Les analyses réalisées quelques heures plus tard évaluent leur taux d’alcool à ce moment-là entre 1,2 et 1,4 g/l pour elle ; entre 1,6 et 1,8 g/l pour lui. La mise sur écoute du téléphone de la victime a révélé un réel mal-être et la peur que l’affaire soit médiatisée. Mais aussi un appel, pendant la garde à vue du chanteur, d’un homme proposant 200 000 euros pour un arrangement à l’amiable.
Si elle n’y a pas donné suite, son amie, en revanche, a écrit à un avocat de M. Lamjarred pour proposer un accord, mais a réaffirmé ensuite auprès des enquêteurs n’avoir jamais menti sur l’état dans lequel elle avait trouvé la jeune femme.
Déjà mis en cause et condamné dans des affaires similaires
Même si le parquet n’était pas opposé à un non-lieu, la chambre de l’instruction de la cour d’appel d’Aix-en-Provence (Sud) a confirmé en 2021 le renvoi devant les assises, rappelant en particulier que le fait de pénétrer dans la chambre d’un homme ne valait pas automatiquement consentement.
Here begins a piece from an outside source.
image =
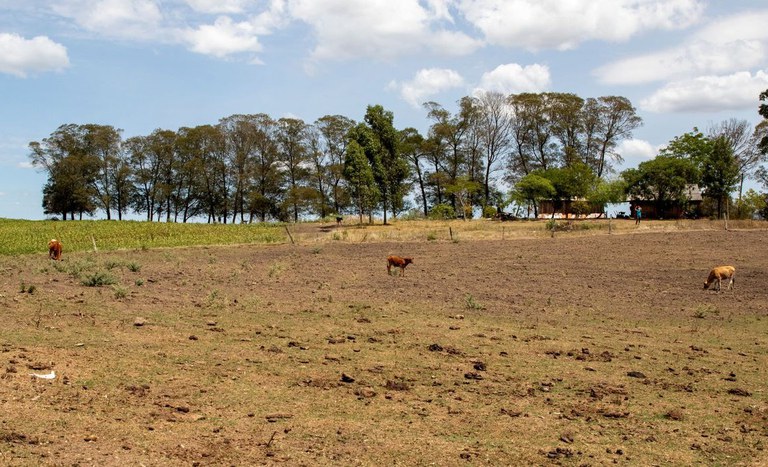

Le chanteur a déjà été mis en cause dans des affaires similaires en 2015 au Maroc et en 2010 aux Etats-Unis, où une procédure pour viol et agression sexuelle a été classée après un arrangement financier avec la victime.
En France, une jeune femme, Laura P., rencontrée dans une boîte de nuit parisienne, l’avait accusé en 2016 de l’avoir violée et frappée dans une chambre d’hôtel, ce qu’il a toujours contesté. Condamné dans cette affaire à six ans de prison en 2023, le procès en appel était prévu en juin 2025 à Créteil mais il a été renvoyé en raison des poursuites lancées contre Laura P. et cinq autres personnes, soupçonnés d’avoir essayé de monnayer son silence.
A l’issue d’un procès à la fin de mars, cinq personnes – dont la mère de la jeune femme, une avocate et une influenceuse – ont été condamnées pour avoir réclamé 3 millions d’euros au chanteur pour que Laura P. retire sa plainte et ne vienne pas témoigner devant les assises à Créteil. La jeune femme a, pour sa part, été relaxée.